Anticipating that clients may be asking for deals to mitigate the effects of the exchange rate, Perretta was showing visitors to his stand an ultra-slick brochure/catalogue called “TeamPlayers” that featured value-added specials similar to those found in American Express Platinum Card offerings—extra nights, bottles of wine, free breakfasts, complimentary Wifi and complimentary upgrades.
Gary Schluter president of Rocky Mountain Holiday Tours, a regional operator that specializes in programs around U.S. National Parks in the West, told us that his business was bursting at the seams and this year sales reached the highest level in the company’s 27 year history last year—up 20 percent in 2014. So far in 2015, with 90 percent of his summer product already sold, bookings are running ahead by 15 percent. RMH’s wholesale clients cater to travelers who select a different destination each year … and this was their year for the U.S., which they booked well in advance.
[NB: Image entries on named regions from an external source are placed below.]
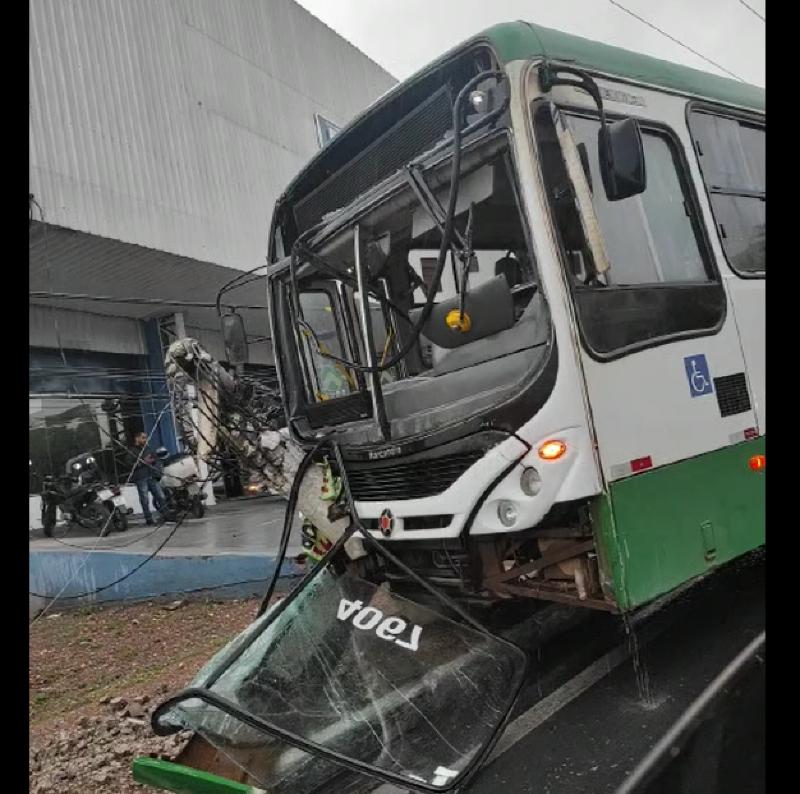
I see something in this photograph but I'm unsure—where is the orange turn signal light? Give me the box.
[539,439,567,460]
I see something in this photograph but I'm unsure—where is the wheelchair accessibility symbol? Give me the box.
[683,355,714,397]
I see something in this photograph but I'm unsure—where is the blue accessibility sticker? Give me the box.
[683,353,714,397]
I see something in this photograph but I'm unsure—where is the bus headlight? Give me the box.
[519,466,542,496]
[497,499,517,527]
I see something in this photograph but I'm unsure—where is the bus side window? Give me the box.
[534,103,725,360]
[689,110,767,276]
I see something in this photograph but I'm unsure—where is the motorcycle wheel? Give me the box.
[192,496,206,518]
[112,510,128,532]
[80,502,111,538]
[42,505,56,538]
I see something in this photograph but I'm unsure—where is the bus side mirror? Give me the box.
[597,119,647,201]
[221,312,250,365]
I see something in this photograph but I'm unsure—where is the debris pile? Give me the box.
[29,686,191,794]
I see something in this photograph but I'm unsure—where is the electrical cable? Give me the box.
[28,290,267,311]
[608,0,745,83]
[256,441,325,618]
[739,0,767,23]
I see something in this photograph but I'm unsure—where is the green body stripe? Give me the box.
[594,437,766,610]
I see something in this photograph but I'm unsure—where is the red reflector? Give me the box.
[631,455,653,474]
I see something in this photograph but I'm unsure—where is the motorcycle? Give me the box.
[156,447,207,518]
[97,483,133,532]
[41,455,131,538]
[72,453,133,532]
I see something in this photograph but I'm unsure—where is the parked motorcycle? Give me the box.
[41,455,130,538]
[156,447,207,518]
[67,453,133,532]
[97,483,133,532]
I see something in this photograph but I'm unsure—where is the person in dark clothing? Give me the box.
[131,433,166,526]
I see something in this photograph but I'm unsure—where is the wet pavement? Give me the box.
[30,497,301,557]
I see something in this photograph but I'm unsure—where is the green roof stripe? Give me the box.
[476,22,765,111]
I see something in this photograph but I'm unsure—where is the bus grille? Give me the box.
[347,450,485,502]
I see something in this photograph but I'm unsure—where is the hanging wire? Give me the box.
[608,0,745,83]
[739,0,767,22]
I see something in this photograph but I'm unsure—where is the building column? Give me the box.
[141,319,178,453]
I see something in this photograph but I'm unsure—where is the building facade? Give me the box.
[29,0,395,492]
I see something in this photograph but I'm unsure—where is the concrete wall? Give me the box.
[29,0,395,269]
[28,304,147,356]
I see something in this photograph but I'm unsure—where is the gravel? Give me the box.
[29,600,257,794]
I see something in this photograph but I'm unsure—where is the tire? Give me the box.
[192,496,206,518]
[80,502,112,538]
[42,505,56,538]
[112,510,128,532]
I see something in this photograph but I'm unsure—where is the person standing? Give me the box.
[130,433,166,526]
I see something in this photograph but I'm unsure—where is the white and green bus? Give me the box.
[270,22,766,610]
[135,22,766,794]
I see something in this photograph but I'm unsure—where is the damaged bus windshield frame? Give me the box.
[151,443,529,792]
[269,102,546,442]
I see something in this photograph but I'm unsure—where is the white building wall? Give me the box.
[28,304,147,356]
[29,0,394,269]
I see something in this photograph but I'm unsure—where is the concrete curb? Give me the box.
[28,551,304,606]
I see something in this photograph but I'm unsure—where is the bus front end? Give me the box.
[269,44,614,609]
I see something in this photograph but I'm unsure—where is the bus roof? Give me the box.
[270,22,765,248]
[474,22,765,111]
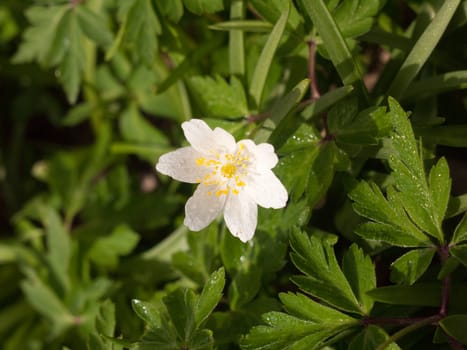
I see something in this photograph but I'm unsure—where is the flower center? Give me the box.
[221,163,237,179]
[196,144,249,197]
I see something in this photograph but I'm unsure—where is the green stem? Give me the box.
[376,315,440,350]
[229,0,245,77]
[83,0,103,136]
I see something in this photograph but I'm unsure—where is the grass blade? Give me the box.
[387,0,460,99]
[249,1,290,108]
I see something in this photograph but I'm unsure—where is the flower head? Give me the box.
[156,119,288,242]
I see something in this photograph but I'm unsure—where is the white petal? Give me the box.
[224,192,258,242]
[213,128,237,153]
[183,185,226,231]
[156,147,209,183]
[182,119,235,154]
[244,170,289,209]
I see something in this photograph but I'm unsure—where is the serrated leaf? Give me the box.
[12,5,70,66]
[290,229,364,314]
[40,207,71,292]
[367,283,441,307]
[189,76,248,118]
[439,315,467,345]
[21,270,75,337]
[88,225,139,268]
[279,292,355,325]
[391,248,436,285]
[429,158,451,224]
[449,244,467,266]
[241,300,358,350]
[156,0,183,22]
[106,0,161,66]
[451,214,467,244]
[131,299,162,329]
[388,98,449,242]
[342,244,376,314]
[348,325,400,350]
[195,268,225,327]
[59,12,86,103]
[349,181,431,247]
[75,4,113,47]
[183,0,224,15]
[119,103,168,146]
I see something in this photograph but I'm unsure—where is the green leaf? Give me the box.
[88,225,139,268]
[249,2,290,109]
[183,0,224,15]
[209,19,272,33]
[255,79,310,144]
[106,0,161,66]
[189,76,248,118]
[451,214,467,244]
[348,325,400,350]
[229,0,245,77]
[59,12,86,103]
[276,138,336,206]
[332,0,386,38]
[75,4,113,47]
[228,266,261,310]
[403,70,467,100]
[391,248,436,285]
[439,315,467,345]
[195,268,225,327]
[415,124,467,147]
[131,299,162,329]
[162,288,198,341]
[367,283,442,307]
[449,244,467,266]
[388,98,449,242]
[87,299,119,350]
[302,0,366,85]
[279,292,355,326]
[13,5,86,103]
[173,222,218,286]
[156,0,183,23]
[328,100,391,145]
[13,5,70,66]
[429,157,451,224]
[40,207,71,291]
[387,0,460,99]
[21,269,75,337]
[290,229,364,314]
[301,85,354,120]
[120,103,168,147]
[342,244,376,315]
[241,293,359,350]
[349,181,431,247]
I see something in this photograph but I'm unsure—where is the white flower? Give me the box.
[156,119,288,242]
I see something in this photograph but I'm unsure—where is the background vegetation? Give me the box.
[0,0,467,350]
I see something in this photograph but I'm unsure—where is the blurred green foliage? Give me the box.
[0,0,467,350]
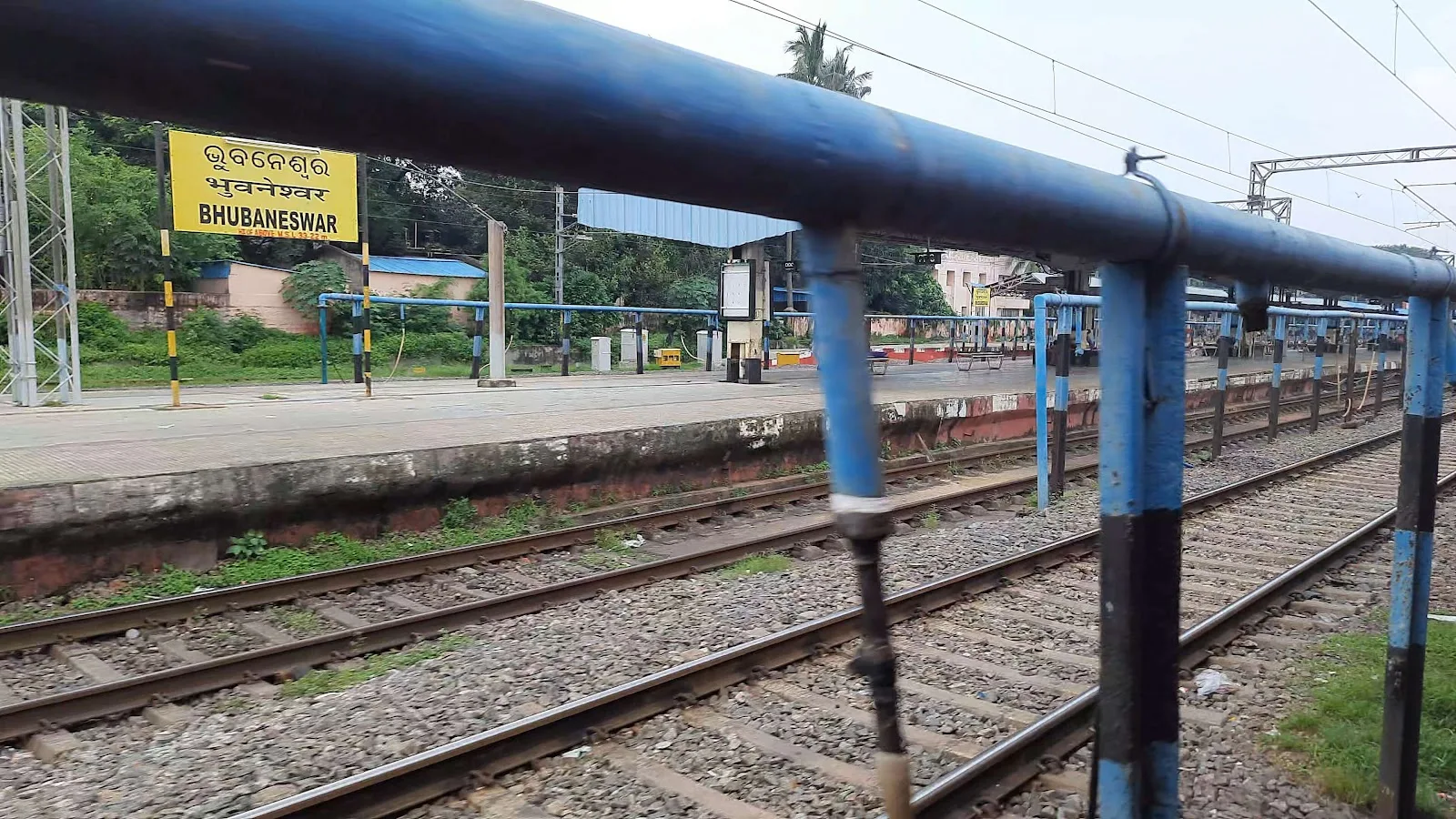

He believes that they may scale back hotel selections and meals. The most affected, he believes will be last minute travelers who will book with OTAs in May for a summer trip.
Graham Bendelow, vice president of product, Americantours International (ATI), calculated that if all current rates charged by airline rates, hotel rates and food, etc. remained the same, the currency changes would result in a 12 percent increase; but, of course hotel rates are scheduled to increase 4-6 percent and airline rates are forecast at 2-3 percent which, combined with normal inflation, will probably result Eurozone package rates increasing close to 20 percent for 2016-17 season.
Based on a conversation with another ATI principal, Nick Hentschel, vice president, business development, it appears that ATI’s has found another way to zig while others zag. Not only has the company doubled down on escorted tour motorcoach programs, it picked up the pieces from Mauiva’s ill-fated Air Cruise product by launching own “Wings Over the West” program in 2014 that sold out with strong reviews from clients and engendered grudging compliments from some of their competitors—proving, once again that adage that “pioneers get arrows in their backs while the settlers take the land.” ATI has also discreetly developed a hybrid form of escorted fly-drive tours with China’s largest travel agency, Ctrip. (Note: Ctrip will be making a presentation about their company at NAJ’s sold-out Active America China on April 7-9 in Las Vegas.)
Peter Van Berkel, president of Travalco, said that he believed that the countries in Southern Europe would certainly be the most affected by the weakened Euro. While there seemed to be a consensus that demand from Germany and the UK would be less affected for the coming summer season because most holiday bookings had been made and paid for, arrivals from southern Europe would suffer—especially from countries with stagnant economies such as France, Italy and Spain w9ill be the most negatively impacted.